Task force examines whether tenure process is on the right track

Tracy Russo can laugh now that it’s over.

“You’re sweating bullets,” Russo, an associate professor of communication studies, recalled of her application for tenure at Kansas University. “This is your career. If you’re not tenured, then essentially you have to leave.”

Each year, about 30 KU faculty and librarians undergo the nail-biting tenure process. Most come out on top. Since 2002, an average of 9 percent of applicants have been denied tenure.

A task force is examining KU’s promotion and tenure policies, hoping to clarify and improve a process that many say is scary at best.

“We don’t think the system is broken in any serious kind of way,” said Rick Levy, law professor and chairman of the task force. “But we do think there are ways that it could be made more clear and more accessible to people.”
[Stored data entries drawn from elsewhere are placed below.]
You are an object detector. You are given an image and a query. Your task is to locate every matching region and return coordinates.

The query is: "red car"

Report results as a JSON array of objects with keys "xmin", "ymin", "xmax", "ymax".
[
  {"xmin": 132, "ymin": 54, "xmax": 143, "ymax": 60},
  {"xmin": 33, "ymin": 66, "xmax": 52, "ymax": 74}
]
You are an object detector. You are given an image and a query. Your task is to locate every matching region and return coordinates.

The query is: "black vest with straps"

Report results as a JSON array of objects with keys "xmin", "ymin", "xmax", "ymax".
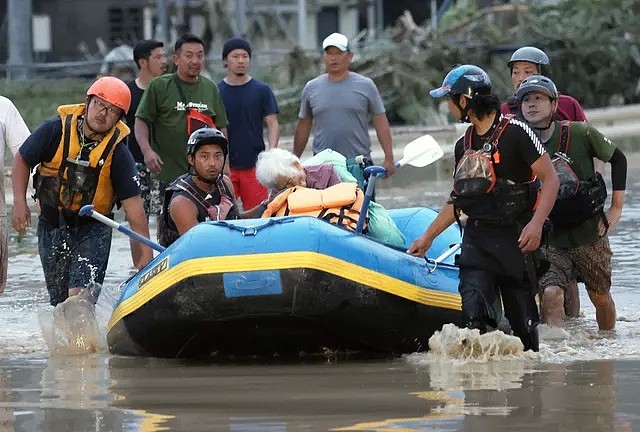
[
  {"xmin": 451, "ymin": 116, "xmax": 539, "ymax": 224},
  {"xmin": 160, "ymin": 174, "xmax": 239, "ymax": 247},
  {"xmin": 548, "ymin": 121, "xmax": 608, "ymax": 230}
]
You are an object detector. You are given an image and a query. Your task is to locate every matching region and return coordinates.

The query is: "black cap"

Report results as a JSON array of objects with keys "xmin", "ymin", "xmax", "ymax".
[{"xmin": 222, "ymin": 37, "xmax": 252, "ymax": 60}]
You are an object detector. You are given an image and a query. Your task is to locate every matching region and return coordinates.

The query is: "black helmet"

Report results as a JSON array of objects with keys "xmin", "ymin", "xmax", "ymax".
[
  {"xmin": 516, "ymin": 75, "xmax": 558, "ymax": 102},
  {"xmin": 508, "ymin": 46, "xmax": 551, "ymax": 77},
  {"xmin": 430, "ymin": 64, "xmax": 492, "ymax": 99},
  {"xmin": 186, "ymin": 127, "xmax": 228, "ymax": 157}
]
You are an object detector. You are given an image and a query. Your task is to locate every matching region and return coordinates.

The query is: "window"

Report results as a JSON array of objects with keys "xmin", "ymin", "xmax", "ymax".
[{"xmin": 108, "ymin": 7, "xmax": 143, "ymax": 44}]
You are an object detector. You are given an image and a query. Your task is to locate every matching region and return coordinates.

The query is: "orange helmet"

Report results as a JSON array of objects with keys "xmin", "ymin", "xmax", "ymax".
[{"xmin": 86, "ymin": 76, "xmax": 131, "ymax": 114}]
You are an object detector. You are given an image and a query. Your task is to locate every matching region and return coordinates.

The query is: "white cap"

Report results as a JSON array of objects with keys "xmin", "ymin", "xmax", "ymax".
[{"xmin": 322, "ymin": 33, "xmax": 349, "ymax": 52}]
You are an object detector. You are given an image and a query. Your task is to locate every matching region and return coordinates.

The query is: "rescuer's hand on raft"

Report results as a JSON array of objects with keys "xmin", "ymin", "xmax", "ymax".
[{"xmin": 407, "ymin": 234, "xmax": 433, "ymax": 257}]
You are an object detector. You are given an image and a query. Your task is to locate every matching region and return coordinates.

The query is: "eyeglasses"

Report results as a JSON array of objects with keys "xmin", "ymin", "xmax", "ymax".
[{"xmin": 92, "ymin": 98, "xmax": 121, "ymax": 117}]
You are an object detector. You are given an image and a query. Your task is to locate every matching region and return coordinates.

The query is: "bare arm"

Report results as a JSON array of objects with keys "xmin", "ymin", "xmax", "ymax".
[
  {"xmin": 11, "ymin": 152, "xmax": 32, "ymax": 236},
  {"xmin": 121, "ymin": 195, "xmax": 153, "ymax": 267},
  {"xmin": 134, "ymin": 117, "xmax": 163, "ymax": 174},
  {"xmin": 519, "ymin": 154, "xmax": 559, "ymax": 252},
  {"xmin": 372, "ymin": 113, "xmax": 395, "ymax": 177},
  {"xmin": 169, "ymin": 195, "xmax": 200, "ymax": 236},
  {"xmin": 602, "ymin": 190, "xmax": 625, "ymax": 236},
  {"xmin": 265, "ymin": 114, "xmax": 280, "ymax": 149},
  {"xmin": 407, "ymin": 201, "xmax": 456, "ymax": 257},
  {"xmin": 293, "ymin": 117, "xmax": 313, "ymax": 158}
]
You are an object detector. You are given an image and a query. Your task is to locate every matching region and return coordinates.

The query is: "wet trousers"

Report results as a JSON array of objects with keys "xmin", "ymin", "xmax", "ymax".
[{"xmin": 459, "ymin": 267, "xmax": 540, "ymax": 351}]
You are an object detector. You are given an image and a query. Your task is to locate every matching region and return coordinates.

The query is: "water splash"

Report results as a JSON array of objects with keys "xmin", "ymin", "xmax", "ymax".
[
  {"xmin": 38, "ymin": 290, "xmax": 102, "ymax": 356},
  {"xmin": 426, "ymin": 323, "xmax": 527, "ymax": 360},
  {"xmin": 405, "ymin": 324, "xmax": 541, "ymax": 392}
]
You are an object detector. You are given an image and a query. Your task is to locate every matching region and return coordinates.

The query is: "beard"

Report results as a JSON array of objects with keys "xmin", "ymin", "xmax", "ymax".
[{"xmin": 194, "ymin": 168, "xmax": 219, "ymax": 184}]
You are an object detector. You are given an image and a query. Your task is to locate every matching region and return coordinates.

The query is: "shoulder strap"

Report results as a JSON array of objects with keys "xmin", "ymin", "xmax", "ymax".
[
  {"xmin": 59, "ymin": 115, "xmax": 73, "ymax": 184},
  {"xmin": 96, "ymin": 128, "xmax": 120, "ymax": 166},
  {"xmin": 487, "ymin": 115, "xmax": 513, "ymax": 146},
  {"xmin": 559, "ymin": 120, "xmax": 571, "ymax": 154},
  {"xmin": 463, "ymin": 126, "xmax": 474, "ymax": 150},
  {"xmin": 172, "ymin": 73, "xmax": 188, "ymax": 105},
  {"xmin": 216, "ymin": 176, "xmax": 234, "ymax": 200},
  {"xmin": 176, "ymin": 177, "xmax": 213, "ymax": 212}
]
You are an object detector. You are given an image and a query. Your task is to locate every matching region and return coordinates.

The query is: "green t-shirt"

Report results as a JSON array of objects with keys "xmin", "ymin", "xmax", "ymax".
[
  {"xmin": 544, "ymin": 121, "xmax": 616, "ymax": 248},
  {"xmin": 135, "ymin": 74, "xmax": 228, "ymax": 183}
]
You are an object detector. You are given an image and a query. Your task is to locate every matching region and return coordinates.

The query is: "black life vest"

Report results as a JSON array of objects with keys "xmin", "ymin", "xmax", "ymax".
[
  {"xmin": 159, "ymin": 174, "xmax": 239, "ymax": 247},
  {"xmin": 548, "ymin": 121, "xmax": 608, "ymax": 229},
  {"xmin": 451, "ymin": 115, "xmax": 539, "ymax": 223}
]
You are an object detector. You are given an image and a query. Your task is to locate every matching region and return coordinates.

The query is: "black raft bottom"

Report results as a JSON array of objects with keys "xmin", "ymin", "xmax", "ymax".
[{"xmin": 108, "ymin": 269, "xmax": 463, "ymax": 358}]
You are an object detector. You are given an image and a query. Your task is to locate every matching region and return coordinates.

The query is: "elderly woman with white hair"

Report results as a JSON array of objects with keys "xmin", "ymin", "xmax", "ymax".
[
  {"xmin": 256, "ymin": 148, "xmax": 407, "ymax": 247},
  {"xmin": 256, "ymin": 148, "xmax": 341, "ymax": 195}
]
Among the bigger changes on the table is a move to make the process more open to the faculty whose careers are on the line.

For some faculty, once the applications or “blue forms” are submitted, they fall out of the loop. And for months, they may not know much about what is happening.

Applications take months to travel through the various levels before a final decision is made.

“It kind of goes off into the ether and for the next six months you don’t hear a lot,” said Ruth Ann Atchley, associate professor of psychology and task force member.

Atchley recalled her own situation of going up for tenure.

“It was probably unnecessarily stressful,” she said. “Even knowing that I was probably doing fine : it still was unnecessarily stressful to have it be in this black box.”

Different schools permit varying degrees of openness as applications move through the channels. What changes KU will make to amend the process are up for discussion.

An open process helps faculty to see what’s going on and can go far toward building confidence that the system is equitable, Atchley said.

“We all want people to feel that, yea or nay, it was fair,” she said.

The task force also will take up such issues as university standards for promotion and tenure, the appeal process and other topics. All will be hashed out in a series of open meetings. The first, on oversight and appeal, is today.

“The stakes in tenure decisions are very, very high – both for the university and the faculty member involved,” Levy said. “It’s important to try to have the best possible process, the clearest possible standards.”